ZHANG YAN
The greatest contribution
of the Phillips couple to
China may be their
organization of massive
donations of medical books.
IN the vocabulary of the Chinese, “Bethune” is the ultimate synonym for the noble figure.Norman Bethunes reputation was made in the anti-Japanese war period when the Canadian physician trudged the frontiers under heavy gunfire to treat the great many Chinese wounded. Adding virtual martyrdom to his heroic qualities, Bethune eventually died in the anti-fascist battlefield, from exhaustion and complications contracted from surgery. “What kind of spirit is this,” asked Mao Zedong in his famous 1939 article “In memory of Norman Bethune,” “that makes a foreigner selflessly adopt the cause of the Chinese peoples liberation as his own?” “Bethune spirit,” he answered, “is utter devotion to others without any thought of self. It was shown in his great sense of responsibility to his work, and his great warm-heartedness towards all comrades, towards all people. ”

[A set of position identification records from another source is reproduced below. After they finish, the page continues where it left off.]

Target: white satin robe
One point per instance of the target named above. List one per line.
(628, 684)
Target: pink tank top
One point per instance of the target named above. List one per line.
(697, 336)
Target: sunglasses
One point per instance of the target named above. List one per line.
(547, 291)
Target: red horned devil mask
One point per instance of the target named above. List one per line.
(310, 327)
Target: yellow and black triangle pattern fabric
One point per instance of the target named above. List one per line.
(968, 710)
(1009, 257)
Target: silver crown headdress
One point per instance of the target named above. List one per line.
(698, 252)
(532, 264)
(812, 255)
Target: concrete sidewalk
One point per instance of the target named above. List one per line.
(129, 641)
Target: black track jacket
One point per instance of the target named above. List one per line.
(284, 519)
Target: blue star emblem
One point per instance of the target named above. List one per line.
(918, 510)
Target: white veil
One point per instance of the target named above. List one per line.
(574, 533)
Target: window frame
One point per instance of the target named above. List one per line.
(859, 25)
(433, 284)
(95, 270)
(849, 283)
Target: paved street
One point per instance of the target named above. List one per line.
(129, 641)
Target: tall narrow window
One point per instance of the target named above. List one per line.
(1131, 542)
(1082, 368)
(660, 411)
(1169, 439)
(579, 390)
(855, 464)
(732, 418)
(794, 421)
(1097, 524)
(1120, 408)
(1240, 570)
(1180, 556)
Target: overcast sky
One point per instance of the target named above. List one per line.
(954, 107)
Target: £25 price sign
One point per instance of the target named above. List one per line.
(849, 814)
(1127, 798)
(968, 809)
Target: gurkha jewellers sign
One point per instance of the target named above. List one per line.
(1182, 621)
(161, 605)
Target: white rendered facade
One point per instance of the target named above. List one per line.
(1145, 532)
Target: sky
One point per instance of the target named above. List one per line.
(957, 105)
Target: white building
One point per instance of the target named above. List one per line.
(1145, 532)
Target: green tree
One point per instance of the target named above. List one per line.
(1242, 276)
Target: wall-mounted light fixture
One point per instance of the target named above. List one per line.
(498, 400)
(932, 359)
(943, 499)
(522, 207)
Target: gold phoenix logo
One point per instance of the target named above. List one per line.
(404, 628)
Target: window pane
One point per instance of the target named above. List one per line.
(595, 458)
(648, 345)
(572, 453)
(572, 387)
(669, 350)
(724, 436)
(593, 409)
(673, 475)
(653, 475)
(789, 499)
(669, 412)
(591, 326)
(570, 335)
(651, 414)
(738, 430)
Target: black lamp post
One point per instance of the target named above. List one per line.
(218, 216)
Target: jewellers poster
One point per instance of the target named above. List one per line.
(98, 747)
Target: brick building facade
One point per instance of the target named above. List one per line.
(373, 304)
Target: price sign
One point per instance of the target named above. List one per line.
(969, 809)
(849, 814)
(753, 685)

Forty years later, an American gynecologist, Jordan M. Phillips, came to a struggling China – one recovering from the ten-year rampage known as the “cultural revolution” but one which had just started its new era of reform and opening-up. He knew of Chinas ancient civilization and her enormous population but was surprised to find physicians unaware of the development of modern medicine, and that the medical books once available had been shunned as “capitalist poison.” His own conscience as a physician nagged him to do something to sweep away this intolerable darkness. Phillips decided his primary task was to help modernize Chinese medical practice. That became a 30-year endeavor. He organized shipments to China:seventy 20-ton pallets of donated medical books, and surgical instruments which were then distributed to thousands of Chinese hospitals, medical universities, colleges and libraries. To ensure these donations made it, he and his wife Mary financed more than 80 trips for themselves over 20 years.
Jordan M. Phillips was born in 1923 and by the time his interests took him East, he was already a gynecologist of considerable repute in America. His greatest contribution to medicine was the introduction of the gynecological laparoscope from Europe. This advanced technology solved some difficult surgical problems and caused a great sensation in the “new world,” even today viewed as an important milestone in gynecology. Philips founded the American Association of the Gynecologic Laparoscopists in 1971 and remained its honorary president until his death.
By 1979, the newly retired Dr. Phillips and his wife Mary came to visit China for the first time, on the tail end of an academic symposium in South Korea. It was not the Great Wall or Forbidden City that most absorbed him, but the conditions for medical practice in China. It was while visiting hospitals and medical universities he discovered the severe shortage of medical books, and the technology that lagged way behind current international standards. Conversation with Chinese colleagues revealed these conditions were the aftermath of the tumultuous “cultural revolution.”